Executes the Benjamini & Hochberg (1995) procedure for controlling the false discovery rate (FDR) of a family of hypothesis tests. FDR is the expected proportion of rejected hypotheses that are mistakenly rejected (i.e., the null hypothesis is actually true for those tests). FDR is generally a somewhat less conservative/more powerful method for correcting for multiple comparisons than procedures like Bonferroni correction that provide strong control of the family-wise error rate (i.e., the probability that one or more null hypotheses are mistakenly rejected).

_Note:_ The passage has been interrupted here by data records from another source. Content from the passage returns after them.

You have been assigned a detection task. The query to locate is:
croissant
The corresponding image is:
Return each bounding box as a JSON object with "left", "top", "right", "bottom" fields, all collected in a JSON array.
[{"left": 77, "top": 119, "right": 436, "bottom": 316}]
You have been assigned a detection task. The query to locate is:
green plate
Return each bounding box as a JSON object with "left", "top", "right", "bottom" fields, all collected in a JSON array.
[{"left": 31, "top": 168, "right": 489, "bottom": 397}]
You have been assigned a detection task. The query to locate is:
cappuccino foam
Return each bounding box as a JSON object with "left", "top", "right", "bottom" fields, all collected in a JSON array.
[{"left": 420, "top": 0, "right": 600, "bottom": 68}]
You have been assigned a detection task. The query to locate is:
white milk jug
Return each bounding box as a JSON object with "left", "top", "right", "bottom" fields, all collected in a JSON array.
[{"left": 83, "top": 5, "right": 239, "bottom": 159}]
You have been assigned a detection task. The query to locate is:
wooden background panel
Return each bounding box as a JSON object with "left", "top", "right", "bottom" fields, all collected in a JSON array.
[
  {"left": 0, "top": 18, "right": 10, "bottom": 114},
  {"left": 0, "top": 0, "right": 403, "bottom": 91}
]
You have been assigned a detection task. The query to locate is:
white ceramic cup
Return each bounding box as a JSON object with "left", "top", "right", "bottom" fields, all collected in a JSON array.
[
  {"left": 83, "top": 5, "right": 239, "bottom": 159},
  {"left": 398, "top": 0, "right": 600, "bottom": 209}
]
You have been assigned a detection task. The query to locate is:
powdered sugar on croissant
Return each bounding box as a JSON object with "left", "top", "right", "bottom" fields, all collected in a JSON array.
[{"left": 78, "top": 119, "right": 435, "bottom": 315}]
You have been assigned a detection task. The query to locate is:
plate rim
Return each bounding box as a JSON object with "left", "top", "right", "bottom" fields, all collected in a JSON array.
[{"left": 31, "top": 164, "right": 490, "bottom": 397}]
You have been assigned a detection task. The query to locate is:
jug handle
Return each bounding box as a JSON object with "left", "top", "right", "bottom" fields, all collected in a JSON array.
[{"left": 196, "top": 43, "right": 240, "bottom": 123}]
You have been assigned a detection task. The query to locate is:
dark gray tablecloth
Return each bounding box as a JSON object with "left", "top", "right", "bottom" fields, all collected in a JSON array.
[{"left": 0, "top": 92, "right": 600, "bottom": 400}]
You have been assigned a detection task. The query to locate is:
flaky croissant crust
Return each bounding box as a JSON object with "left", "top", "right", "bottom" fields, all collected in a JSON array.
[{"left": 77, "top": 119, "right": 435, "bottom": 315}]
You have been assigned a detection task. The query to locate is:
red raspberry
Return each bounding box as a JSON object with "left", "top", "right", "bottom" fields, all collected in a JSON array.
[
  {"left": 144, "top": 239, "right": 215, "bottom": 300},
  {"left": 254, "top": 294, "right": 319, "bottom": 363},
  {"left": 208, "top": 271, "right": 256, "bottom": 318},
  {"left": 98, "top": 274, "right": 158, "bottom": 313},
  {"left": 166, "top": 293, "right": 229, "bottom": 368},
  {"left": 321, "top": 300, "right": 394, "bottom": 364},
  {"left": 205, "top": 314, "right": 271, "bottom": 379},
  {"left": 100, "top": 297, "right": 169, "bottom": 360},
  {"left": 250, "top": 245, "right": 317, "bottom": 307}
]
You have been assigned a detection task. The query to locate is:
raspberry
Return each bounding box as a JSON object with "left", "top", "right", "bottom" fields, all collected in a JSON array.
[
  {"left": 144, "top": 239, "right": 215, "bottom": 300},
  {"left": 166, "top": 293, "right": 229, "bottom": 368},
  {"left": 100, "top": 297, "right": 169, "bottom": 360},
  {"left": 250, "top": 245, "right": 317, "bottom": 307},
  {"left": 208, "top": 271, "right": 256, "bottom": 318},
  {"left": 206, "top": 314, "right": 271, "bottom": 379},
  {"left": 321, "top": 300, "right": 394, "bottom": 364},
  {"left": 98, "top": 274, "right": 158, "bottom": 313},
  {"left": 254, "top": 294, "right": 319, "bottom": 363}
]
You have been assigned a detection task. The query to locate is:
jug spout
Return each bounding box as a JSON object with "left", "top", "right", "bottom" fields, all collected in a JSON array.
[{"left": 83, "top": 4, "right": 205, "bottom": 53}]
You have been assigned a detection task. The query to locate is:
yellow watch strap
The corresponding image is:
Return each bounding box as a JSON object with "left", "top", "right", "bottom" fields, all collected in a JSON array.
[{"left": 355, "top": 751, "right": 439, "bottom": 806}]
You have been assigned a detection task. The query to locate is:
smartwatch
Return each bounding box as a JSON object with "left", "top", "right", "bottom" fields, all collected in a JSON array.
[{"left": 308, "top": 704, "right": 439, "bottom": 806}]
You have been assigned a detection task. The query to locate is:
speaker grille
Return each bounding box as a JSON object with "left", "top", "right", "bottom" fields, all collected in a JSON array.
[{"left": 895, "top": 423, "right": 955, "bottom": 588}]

This function implements both versions of the Benjamini & Hochberg procedure: the one that assumes independent or positively dependent tests and the one that makes no assumptions about test dependency. The latter procedure (published by Benjamini & Yekutieli in 2001) is always appropriate but is much more conservative than the former. Both procedures are quite simple and require only the p-values of all tests in the family
Benjamini, Y. & Hochberg, Y. (1995) Controlling the false discovery rate: A practical and powerful approach to multiple testing. Journal of the Royal Statistical Society, Series B (Methodological). 57(1), 289-300.
Benjamini, Y. & Yekutieli, D. (2001) The control of the false discovery rate in multiple testing under dependency. The Annals of Statistics. 29(4), 1165-1188.
For a review on false discovery rate control and other contemporary techniques for correcting for multiple comparisons see:
Groppe, D.M., Urbach, T.P., & Kutas, M. (2011) Mass univariate analysis of event-related brain potentials/fields I: A critical tutorial review.